Health IT, Startups

HomeHero has ceased operations for caregiver service. CEO explains what happened.

One conclusion CEO and cofounder Kyle Hill made in a blog post was that the company underestimated the timing, effects, and intensity of state and federal regulatory changes in home care.

Hands holding one another on a table in prayer

Despite the growth of companies seeking to provide a caretaker on demand service in response to demand for lower cost options to delay seniors entering assisted living facilities and nursing homes, HomeHero has decided to call it quits.

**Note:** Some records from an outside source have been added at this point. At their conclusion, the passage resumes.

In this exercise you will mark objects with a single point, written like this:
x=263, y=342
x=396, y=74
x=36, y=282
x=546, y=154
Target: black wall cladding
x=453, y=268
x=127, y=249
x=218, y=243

Kyle Hill, HomeHero CEO and cofounder, explained the decision in a blog post on Medium. He blamed a Department of Labor decision in October, 2015, which upheld a federal ruling stating that more than 2 million home care workers would qualify for the Fair Labor Standards Act — and in particular qualify for overtime  benefits. He also noted that California legislators agreed to boost minimum wage to $15 by 2022, which would also force the company to increase its rates.

In a Q&A with HomeHero COO and cofounder Mike Townsend last year, Townsend explained the employee status shift this way.

Up until this point, we have operated under a domestic referral agency safe harbor that exists in California and many other states, but not all states. Given we have an aggressive business model that requires national expansion, the switch to W2 helps us ensure a consistent client experience in all geographic areas.

But Hill’s blog post shows that what was happening at the company behind the scenes at the time was a lot more dramatic.

Almost exactly one year ago, HomeHero lost its core identity when we were effectively forced to terminate our working relationships with 95 percent of our 1099 caregivers and required to adopt an inferior employment business model. In the process, HomeHero also lost a majority of its competitive differentiators in price, speed and scalability that allowed us to be so disruptive in 2014 and 2015, and it had nothing to do with competition.

Hill added:

HomeHero, for the better half of the last year, has been caught in one of the toughest dilemmas a startup can be in: to A) keep building an “evolutionary business”, or B) hit the reset button and use the remaining capital to take a swing at building the “revolutionary business”.

Hill concluded that the HomeHero overestimated the ability for health systems and insurance companies to pay for non medical home care, underestimated the ability for home care agencies to adopt new technology and perhaps most important, underestimated the timing, effects and intensity of state and federal regulatory changes in home care.

Hill also blamed another factor that will be familiar to many healthcare startups: pilot fatigue. Because the company decided to work with health systems, such as Kaiser Healthcare, Cedars-Sinai Medical Center, Stanford, Dignity Health, University of California, San Francisco Medical Center, Providence Health, Hill noted that “it became evident that most of our pilots were being constructed solely for case studies and had slim chances of turning into sustainable contracts.”

“Simply put, despite serving thousands of patients since 2013, we do not believe a technology-enabled W-2 home care agency is our most attractive business opportunity going forward. Rather than continuing to push the boulder up the hill and risk a spectacular failure, we will attempt to leverage our talented team, unique experience and technology IP to build a more sustainable healthcare business outside of home care.